• London Bound: Tea, Crumpets and Gumption

  • the-lemon-life_matt-from-londonWords by: Emily Dontsos

    Image by: Matt From London

    “I want to move to London,” I told my boyfriend of two-and-a-half years. “London, England. For at least a year.”

    The silence and implied doom on the other end of the phone were deafening to my bored, restless and terrified ears.

    “Okay,” he said quietly. “I want you to do what makes you happy.”

    “Would you consider moving there with me?” I asked, already knowing the answer, already knowing where this conversation was going.

    “No. My life is here.”

    So, two days before I entered my fourth and final year as an undergrad and two days before my first love entered his first year of medical school, our relationship crumbled as a direct result of my need to see the world, to do something different – to live.

    I was devastated. I spent the entire school year floundering in a deep sea of regret, sadness, loneliness and confusion. And I was scared. I had sacrificed my main pillar of strength and support, the one person who knew me better than I knew myself, because I craved a bit of change. What the hell was I thinking? I asked myself this over and over as I lay awake through the night, most nights.

    I had uprooted the familiar in favour of the unknown. What if the unknown ended up being disappointing, terrible – not worth it? I almost let the fear get the better of me as I ran back to my now ex-boyfriend again and again and seriously considered cancelling my half-formed plans to backpack around Europe and work in London for a year to be with him again.

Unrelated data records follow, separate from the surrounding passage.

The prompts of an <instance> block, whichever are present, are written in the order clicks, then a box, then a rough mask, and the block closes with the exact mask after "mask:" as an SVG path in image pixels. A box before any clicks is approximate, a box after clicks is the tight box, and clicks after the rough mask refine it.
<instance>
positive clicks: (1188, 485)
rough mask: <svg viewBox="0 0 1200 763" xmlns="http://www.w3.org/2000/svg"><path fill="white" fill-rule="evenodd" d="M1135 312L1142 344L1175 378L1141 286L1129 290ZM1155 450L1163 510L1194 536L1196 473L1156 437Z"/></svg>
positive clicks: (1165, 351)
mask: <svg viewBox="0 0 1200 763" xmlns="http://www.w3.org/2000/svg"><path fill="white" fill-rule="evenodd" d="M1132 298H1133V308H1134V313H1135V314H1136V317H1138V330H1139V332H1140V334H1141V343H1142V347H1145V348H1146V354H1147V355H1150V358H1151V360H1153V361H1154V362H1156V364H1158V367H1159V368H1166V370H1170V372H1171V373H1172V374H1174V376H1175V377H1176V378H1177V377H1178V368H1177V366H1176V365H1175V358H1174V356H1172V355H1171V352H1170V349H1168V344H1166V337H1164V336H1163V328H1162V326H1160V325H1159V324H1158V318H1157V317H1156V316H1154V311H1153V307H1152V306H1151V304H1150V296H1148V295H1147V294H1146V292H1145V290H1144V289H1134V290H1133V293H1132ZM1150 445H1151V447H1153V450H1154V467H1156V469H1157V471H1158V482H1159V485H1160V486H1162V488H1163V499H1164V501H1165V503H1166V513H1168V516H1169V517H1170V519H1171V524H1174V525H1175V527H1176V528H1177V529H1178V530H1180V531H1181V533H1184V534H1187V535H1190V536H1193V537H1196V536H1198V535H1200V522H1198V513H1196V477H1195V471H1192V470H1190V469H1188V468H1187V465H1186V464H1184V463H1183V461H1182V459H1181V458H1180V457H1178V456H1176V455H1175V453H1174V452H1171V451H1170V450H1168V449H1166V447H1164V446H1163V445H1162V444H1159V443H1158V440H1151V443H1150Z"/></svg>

I almost let it get to me, but in the end, it lost; I went.

    I had spent the five weeks prior to that fateful conversation living in a hostel in the northeast end of London while taking a summer course at the London School of Journalism. It was the longest I had ever been away from home and the first time I had ever travelled alone. What began as a deeply lonely journey to a foreign land in which I knew not one single person, the purpose of which I wasn’t even entirely clear on, ended up being the most pivotal experience of my life. Having caught a glimpse of another world, one full of new personalities, new sights, new smells, new sounds, new accents, new everything, I knew I wouldn’t be satisfied until this alien world became mine, at least for a while.

    When I returned to Toronto at the end of the five weeks, instead of calling my boyfriend, I sat on the rocks jutting out into Ashbridge’s Bay and stared out at the lake for a long time, thinking about the gravity of what I was about to do. I knew I was not going to be able to see through all the hopes and dreams we had built up together. My heart just wasn’t in it. My heart was waiting for me in England.

    So I forced myself to have that extremely difficult conversation. And despite all of the fear, sadness and regret that plagued me throughout my final year as an undergraduate, I eventually forced myself to push ahead with my aspirations and booked a one-way ticket to London. The following June, I said goodbye to my family and friends and got on that plane.

    My life will never be the same. I backpacked around Western Europe for six weeks with my sister. I found employment in an incredibly huge and international investment bank where I learned to comprehend the most indecipherable of accents and forged the most unexpected friendships. I flew to Oslo, Frankfurt, Bologna, and Malta on the weekends for dirt cheap airfare from my London base.

    I danced in the Tower of London wearing a floor-length black gown at the office Christmas party; took a commuter boat along the Thames to work some days in the summer; strolled into Greenwich from my flat across the river on Sundays; took a bus to see Bath and Stonehenge; had an affair with a client; fell in love with a Scot; had my heart broken by the same Scot; frequented a 600 year old pub; made some of the best friends of my life, who I still talk to at least weekly. I learned to make rash decisions and live without regret.

    My horizons have been exploded and my expectations for that move could not have been further exceeded. Although I was forced to come home, tearfully, after just over a year because of suddenly altered immigration laws, London taught me to embrace that change as well, to love every new chapter of my life, despite fear and uncertainty.

    So if fear is threatening to hold you back, just flip it the bird and get on with your life. Life is too short to risk not knowing how things could have, would have, should have been.

3 Comments

  1. Patty Cakes added these pithy words on October 29, 2009 | Permalink

    What an amazing article. And really what is more certain than uncertainty? Great post!

  2. Erika added these pithy words on October 30, 2009 | Permalink

    It’s funny, I had eerily similar life experience. I wanted to go to London by my boyfriend’s life was in Canada and at the time, he never wanted to leave it. I went anyways and don’t regret it. It’s funny though because afterward, I returned to Canada and then he moved to the UK. Life is funny that way.

  3. Emily added these pithy words on October 30, 2009 | Permalink

    Patty Cakes - thank you! :) I love that - what is more certain than uncertainty - so very, very true. A great saying to live by. And Erika, I know exactly what you mean - life can be so ironic at times. But all you can do is act on what feels right at the time and try not to regret anything. It’s the only way to live!